Age-related estimates of aggregate g-ratio of white matter structures assessed using quantitative magnetic resonance neuroimaging.

The g-ratio, defined as the inner-to-outer diameter of a myelinated axon, is associated with the speed of nerve impulse conduction, and represents an index of axonal myelination and integrity. It has been shown to be a sensitive and specific biomarker of neurodevelopment and neurodegeneration. However, there have been very few magnetic resonance imaging studies of the g-ratio in the context of normative aging; characterizing regional and time-dependent cerebral changes in g-ratio in cognitively normal subjects will be a crucial step in differentiating normal from abnormal microstructural alterations. In the current study, we investigated age-related differences in aggregate g-ratio, that is, g-ratio averaged over all fibers within regions of interest, in several white matter regions in a cohort of 52 cognitively unimpaired participants ranging in age from 21 to 84 years. We found a quadratic, U-shaped, relationship between aggregate g-ratio and age in most cerebral regions investigated, suggesting myelin maturation until middle age followed by a decrease at older ages. As expected, we observed that these age-related differences vary across different brain regions, with the frontal lobes and parietal lobes exhibiting slightly earlier ages of minimum aggregate g-ratio as compared to more posterior structures such as the occipital lobes and temporal lobes; this agrees with the retrogenesis paradigm. Our results provide evidence for a nonlinear association between age and aggregate g-ratio in a sample of adults from a highly controlled population. Finally, sex differences in aggregate g-ratio were observed in several cerebral regions, with women exhibiting overall lower values as compared to men; this likely reflects the greater myelin content in women's brain, in agreement with recent investigations.

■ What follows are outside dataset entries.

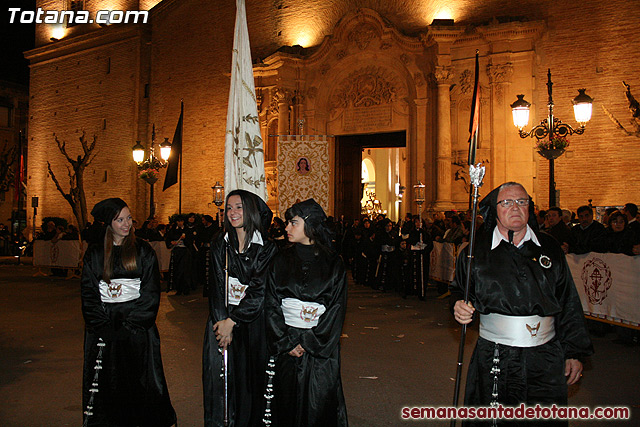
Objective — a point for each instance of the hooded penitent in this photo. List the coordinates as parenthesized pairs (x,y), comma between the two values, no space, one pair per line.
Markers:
(488,208)
(310,211)
(106,210)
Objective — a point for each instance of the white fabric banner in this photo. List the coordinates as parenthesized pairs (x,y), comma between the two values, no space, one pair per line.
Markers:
(63,253)
(244,155)
(608,285)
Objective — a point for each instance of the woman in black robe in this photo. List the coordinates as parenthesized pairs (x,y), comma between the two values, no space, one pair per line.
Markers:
(306,303)
(238,328)
(120,297)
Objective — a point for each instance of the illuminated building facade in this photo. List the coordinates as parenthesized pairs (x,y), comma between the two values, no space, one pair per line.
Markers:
(382,81)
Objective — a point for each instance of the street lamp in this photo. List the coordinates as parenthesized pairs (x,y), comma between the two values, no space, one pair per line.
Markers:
(218,199)
(419,196)
(151,166)
(552,128)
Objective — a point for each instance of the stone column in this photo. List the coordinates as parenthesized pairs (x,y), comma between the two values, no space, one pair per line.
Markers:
(283,99)
(443,75)
(419,169)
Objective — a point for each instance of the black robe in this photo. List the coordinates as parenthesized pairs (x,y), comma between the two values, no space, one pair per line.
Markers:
(512,281)
(247,353)
(420,260)
(308,389)
(132,390)
(181,268)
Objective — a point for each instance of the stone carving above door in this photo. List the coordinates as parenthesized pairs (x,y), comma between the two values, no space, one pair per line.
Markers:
(366,87)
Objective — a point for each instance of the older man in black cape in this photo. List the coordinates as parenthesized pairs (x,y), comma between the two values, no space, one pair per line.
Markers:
(532,329)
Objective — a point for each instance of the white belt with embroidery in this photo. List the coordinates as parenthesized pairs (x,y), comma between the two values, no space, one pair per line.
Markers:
(517,331)
(119,290)
(301,314)
(236,291)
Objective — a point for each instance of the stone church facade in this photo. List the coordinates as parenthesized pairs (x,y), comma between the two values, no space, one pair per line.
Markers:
(366,75)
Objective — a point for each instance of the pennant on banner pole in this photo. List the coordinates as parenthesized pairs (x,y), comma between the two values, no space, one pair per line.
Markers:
(176,153)
(244,155)
(474,122)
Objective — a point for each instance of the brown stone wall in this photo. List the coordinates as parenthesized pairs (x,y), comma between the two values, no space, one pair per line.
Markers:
(96,91)
(590,44)
(16,96)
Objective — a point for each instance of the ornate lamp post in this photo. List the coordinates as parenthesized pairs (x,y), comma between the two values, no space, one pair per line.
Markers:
(218,199)
(419,197)
(150,167)
(552,128)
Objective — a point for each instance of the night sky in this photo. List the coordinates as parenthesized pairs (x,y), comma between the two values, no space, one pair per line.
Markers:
(14,40)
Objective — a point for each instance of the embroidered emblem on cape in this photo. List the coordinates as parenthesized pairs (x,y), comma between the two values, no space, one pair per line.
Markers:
(237,291)
(309,314)
(533,330)
(545,261)
(114,289)
(596,278)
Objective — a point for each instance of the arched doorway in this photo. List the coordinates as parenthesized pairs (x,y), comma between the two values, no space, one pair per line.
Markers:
(389,166)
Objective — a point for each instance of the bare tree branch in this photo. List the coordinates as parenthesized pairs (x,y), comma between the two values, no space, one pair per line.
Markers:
(616,121)
(75,169)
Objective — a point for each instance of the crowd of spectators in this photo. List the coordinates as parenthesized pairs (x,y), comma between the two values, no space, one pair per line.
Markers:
(619,231)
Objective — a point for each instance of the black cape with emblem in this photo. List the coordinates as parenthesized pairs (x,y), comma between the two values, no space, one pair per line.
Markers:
(247,353)
(524,281)
(132,390)
(308,389)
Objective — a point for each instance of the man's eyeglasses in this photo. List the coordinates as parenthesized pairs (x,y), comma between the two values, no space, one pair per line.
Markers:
(507,203)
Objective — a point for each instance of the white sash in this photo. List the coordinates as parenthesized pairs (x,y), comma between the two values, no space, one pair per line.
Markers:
(119,290)
(301,314)
(517,331)
(237,291)
(418,246)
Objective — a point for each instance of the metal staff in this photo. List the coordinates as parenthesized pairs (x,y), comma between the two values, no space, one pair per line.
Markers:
(225,354)
(476,173)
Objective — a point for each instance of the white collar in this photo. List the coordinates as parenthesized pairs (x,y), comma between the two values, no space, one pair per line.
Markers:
(257,238)
(498,237)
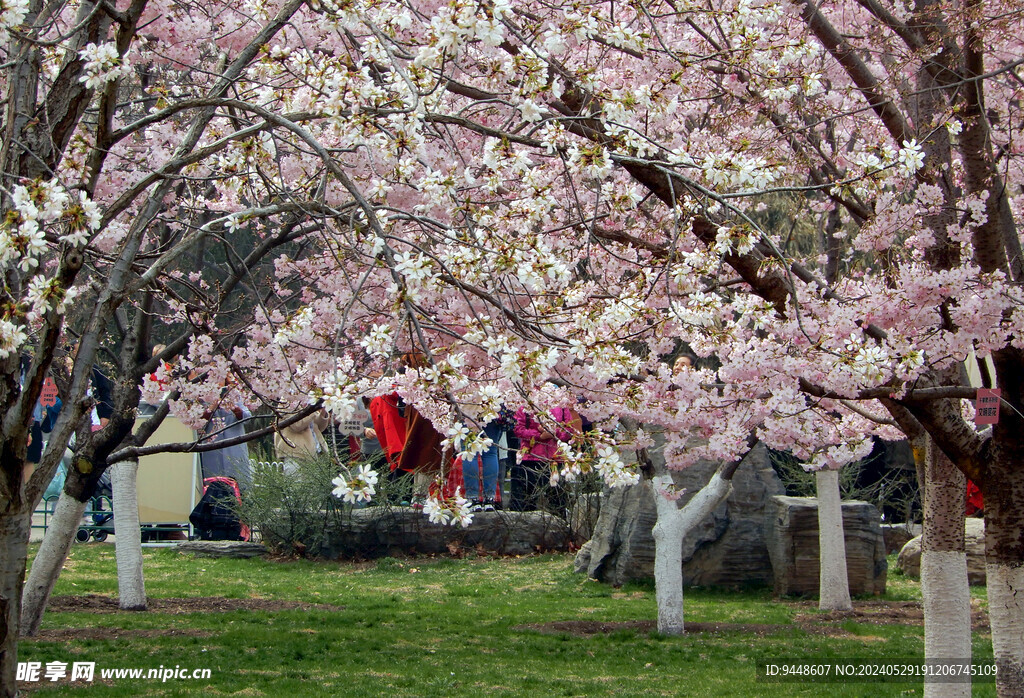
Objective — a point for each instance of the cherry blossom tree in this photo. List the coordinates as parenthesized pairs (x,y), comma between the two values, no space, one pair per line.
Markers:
(545,200)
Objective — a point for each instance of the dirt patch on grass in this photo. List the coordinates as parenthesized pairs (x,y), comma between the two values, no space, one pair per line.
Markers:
(589,628)
(876,612)
(65,635)
(95,603)
(886,613)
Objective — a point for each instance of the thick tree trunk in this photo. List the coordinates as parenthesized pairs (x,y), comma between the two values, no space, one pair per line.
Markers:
(1006,613)
(943,571)
(49,561)
(1004,491)
(834,584)
(128,542)
(672,527)
(14,528)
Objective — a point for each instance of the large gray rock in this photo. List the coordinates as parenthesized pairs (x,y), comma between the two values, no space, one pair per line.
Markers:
(382,531)
(727,549)
(908,561)
(792,533)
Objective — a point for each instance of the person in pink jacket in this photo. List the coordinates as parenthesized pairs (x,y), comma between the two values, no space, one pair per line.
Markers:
(538,456)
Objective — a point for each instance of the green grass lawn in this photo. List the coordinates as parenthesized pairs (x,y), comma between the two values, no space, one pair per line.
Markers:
(442,627)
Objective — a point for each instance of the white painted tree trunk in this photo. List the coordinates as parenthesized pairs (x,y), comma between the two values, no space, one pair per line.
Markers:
(49,561)
(128,536)
(947,610)
(14,527)
(943,572)
(670,530)
(1006,615)
(834,584)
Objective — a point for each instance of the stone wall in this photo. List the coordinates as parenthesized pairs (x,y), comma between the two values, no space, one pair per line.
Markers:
(792,534)
(727,549)
(380,531)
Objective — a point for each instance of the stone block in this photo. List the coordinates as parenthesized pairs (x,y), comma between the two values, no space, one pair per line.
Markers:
(792,535)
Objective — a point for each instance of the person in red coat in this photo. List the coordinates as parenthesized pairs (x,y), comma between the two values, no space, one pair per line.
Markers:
(387,413)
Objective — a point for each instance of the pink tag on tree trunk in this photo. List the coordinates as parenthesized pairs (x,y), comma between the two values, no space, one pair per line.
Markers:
(48,395)
(986,408)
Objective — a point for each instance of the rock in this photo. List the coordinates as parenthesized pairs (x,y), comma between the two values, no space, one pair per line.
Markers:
(583,516)
(380,531)
(897,535)
(727,549)
(221,549)
(908,560)
(792,535)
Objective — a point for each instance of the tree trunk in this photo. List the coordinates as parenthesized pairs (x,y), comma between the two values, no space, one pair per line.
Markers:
(49,561)
(672,527)
(834,584)
(128,541)
(14,528)
(943,571)
(1004,491)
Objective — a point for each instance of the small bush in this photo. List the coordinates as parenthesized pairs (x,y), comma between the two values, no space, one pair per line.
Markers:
(291,512)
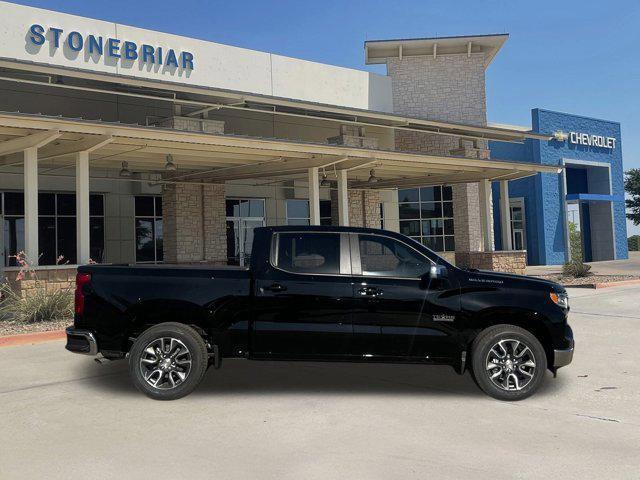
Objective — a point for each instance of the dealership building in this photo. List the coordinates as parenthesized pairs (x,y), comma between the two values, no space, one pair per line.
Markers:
(119,144)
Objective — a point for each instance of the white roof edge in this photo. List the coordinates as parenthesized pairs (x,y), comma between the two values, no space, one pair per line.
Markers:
(508,126)
(377,51)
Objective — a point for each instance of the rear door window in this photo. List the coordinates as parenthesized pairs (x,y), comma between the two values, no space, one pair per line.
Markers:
(309,253)
(385,257)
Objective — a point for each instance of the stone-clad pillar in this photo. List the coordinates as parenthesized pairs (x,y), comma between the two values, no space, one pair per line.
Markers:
(448,88)
(194,221)
(215,224)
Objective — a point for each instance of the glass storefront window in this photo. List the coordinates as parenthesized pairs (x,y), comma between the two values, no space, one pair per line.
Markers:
(426,214)
(56,227)
(149,232)
(298,212)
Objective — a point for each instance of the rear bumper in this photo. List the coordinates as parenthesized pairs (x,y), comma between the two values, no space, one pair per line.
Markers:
(562,357)
(81,341)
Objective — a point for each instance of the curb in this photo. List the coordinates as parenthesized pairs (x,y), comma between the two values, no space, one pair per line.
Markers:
(31,338)
(605,285)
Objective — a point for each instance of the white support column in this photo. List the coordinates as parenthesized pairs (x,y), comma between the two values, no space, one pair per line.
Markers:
(31,205)
(314,197)
(82,207)
(343,199)
(486,216)
(505,215)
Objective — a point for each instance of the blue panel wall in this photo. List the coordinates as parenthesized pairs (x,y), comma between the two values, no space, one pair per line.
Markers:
(543,195)
(553,152)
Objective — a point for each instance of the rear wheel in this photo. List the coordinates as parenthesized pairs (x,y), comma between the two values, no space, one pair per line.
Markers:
(168,361)
(508,362)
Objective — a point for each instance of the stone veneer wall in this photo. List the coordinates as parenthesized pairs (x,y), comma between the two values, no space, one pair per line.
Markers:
(448,88)
(512,261)
(194,222)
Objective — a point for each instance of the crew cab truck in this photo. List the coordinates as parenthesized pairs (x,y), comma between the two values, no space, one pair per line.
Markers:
(323,293)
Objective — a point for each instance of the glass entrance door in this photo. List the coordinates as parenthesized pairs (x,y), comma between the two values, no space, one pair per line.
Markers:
(243,216)
(518,232)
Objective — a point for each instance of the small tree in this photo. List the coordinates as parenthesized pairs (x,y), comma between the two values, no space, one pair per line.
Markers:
(632,187)
(575,242)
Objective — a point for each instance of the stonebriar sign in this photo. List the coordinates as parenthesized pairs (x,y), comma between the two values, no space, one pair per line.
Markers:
(97,45)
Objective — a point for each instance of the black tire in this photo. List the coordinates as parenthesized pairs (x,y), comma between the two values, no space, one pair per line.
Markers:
(190,361)
(514,377)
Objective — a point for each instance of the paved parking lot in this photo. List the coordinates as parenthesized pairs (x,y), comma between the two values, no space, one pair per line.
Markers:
(64,416)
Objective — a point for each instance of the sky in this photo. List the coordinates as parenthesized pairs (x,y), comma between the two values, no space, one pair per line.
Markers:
(578,57)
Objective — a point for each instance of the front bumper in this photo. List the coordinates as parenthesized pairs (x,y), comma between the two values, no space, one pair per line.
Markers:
(81,341)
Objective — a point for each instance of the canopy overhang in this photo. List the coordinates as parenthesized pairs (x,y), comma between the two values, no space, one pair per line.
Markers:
(197,100)
(219,158)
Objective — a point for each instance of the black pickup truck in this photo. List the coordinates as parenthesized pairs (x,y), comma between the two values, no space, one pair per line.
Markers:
(323,293)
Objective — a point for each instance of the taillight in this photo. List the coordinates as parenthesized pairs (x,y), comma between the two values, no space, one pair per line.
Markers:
(81,280)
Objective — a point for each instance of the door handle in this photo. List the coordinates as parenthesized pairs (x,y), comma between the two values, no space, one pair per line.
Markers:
(276,287)
(370,292)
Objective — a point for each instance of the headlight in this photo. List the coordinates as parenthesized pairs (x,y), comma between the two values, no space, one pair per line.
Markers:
(560,299)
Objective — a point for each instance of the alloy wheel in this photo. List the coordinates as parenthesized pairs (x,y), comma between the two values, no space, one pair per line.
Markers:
(510,364)
(165,363)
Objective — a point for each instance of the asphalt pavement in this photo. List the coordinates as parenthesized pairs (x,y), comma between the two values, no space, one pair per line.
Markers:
(65,416)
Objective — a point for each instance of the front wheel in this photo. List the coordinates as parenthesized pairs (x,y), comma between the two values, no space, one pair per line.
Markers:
(508,362)
(168,361)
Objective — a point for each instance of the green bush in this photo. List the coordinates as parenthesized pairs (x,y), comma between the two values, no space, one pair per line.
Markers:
(576,269)
(39,305)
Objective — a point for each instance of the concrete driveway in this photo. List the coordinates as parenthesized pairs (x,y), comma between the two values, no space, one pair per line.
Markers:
(64,416)
(631,266)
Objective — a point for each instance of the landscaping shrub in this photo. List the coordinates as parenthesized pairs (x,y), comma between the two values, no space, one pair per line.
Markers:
(38,305)
(576,269)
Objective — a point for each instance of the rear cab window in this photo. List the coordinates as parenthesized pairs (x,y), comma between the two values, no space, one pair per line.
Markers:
(382,256)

Investigation of the association between central arterial stiffness and aggregate g-ratio in cognitively unimpaired adults.

Stiffness of the large arteries has been shown to impact cerebral white matter (WM) microstructure in both younger and older adults. However, no study has yet demonstrated an association between arterial stiffness and aggregate g-ratio, a specific magnetic resonance imaging (MRI) measure of axonal myelination that is highly correlated with neuronal signal conduction speed. In a cohort of 38 well-documented cognitively unimpaired adults spanning a wide age range, we investigated the association between central arterial stiffness, measured using pulse wave velocity (PWV), and aggregate g-ratio, measured using our recent advanced quantitative MRI methodology, in several cerebral WM structures. After adjusting for age, sex, smoking status, and systolic blood pressure, our results indicate that higher PWV values, that is, elevated arterial stiffness, were associated with lower aggregate g-ratio values, that is, lower microstructural integrity of WM. Compared to other brain regions, these associations were stronger and highly significant in the splenium of the corpus callosum and the internal capsules, which have been consistently documented as very sensitive to elevated arterial stiffness. Moreover, our detailed analysis indicates that these associations were mainly driven by differences in myelination, measured using myelin volume fraction, rather than axonal density, measured using axonal volume fraction. Our findings suggest that arterial stiffness is associated with myelin degeneration, and encourages further longitudinal studies in larger study cohorts. Controlling arterial stiffness may represent a therapeutic target in maintaining the health of WM tissue in cerebral normative aging.